De la ville de Taurisium.
Il y a aussi en Arménie la célèbre ville de Taurisium (Tauris), fort renommée par toutes sortes de marchandises, entre autres de belles perles, des étoffes d’or et de soie et d’autres choses précieuses. Et parce que la ville est dans une situation avantageuse, il y vient des marchands de toutes les parties du monde, à savoir des Indes, de Baldach, de Mosul et de Cremesor. Il en vient aussi des pays occidentaux, parce qu’il y a beaucoup à gagner et que les marchands s’y enrichissent. Les habitants sont mahométans, quoiqu’il y en ait aussi de jacobins et de nestoriens. Il y a autour de cette ville de très beaux jardins et fort agréables, qui rapportent d’excellents fruits, et en abondance.
18.
De quelle manière une certaine montagne fut transportée hors de sa place.

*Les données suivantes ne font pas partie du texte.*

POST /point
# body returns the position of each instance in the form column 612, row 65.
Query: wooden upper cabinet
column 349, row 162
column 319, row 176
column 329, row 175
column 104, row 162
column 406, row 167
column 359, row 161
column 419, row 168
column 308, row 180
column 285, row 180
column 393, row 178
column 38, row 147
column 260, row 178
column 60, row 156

Il y a une montagne en ce pays-là, non loin de Taurisium, qui fut transportée hors de sa place par la puissance de Dieu à l’occasion que je vais dire. Un jour les Saracéniens, voulant mépriser l’Évangile de Jésus-Christ et tourner sa doctrine en ridicule : « Vous savez, disaient-ils, qu’il est dit dans l’Évangile : Si vous aviez de la foi grande comme un grain de moutarde, vous diriez à cette montagne : transporte-toi là, et cela arriverait, et il n’y aurait rien d’impossible pour vous.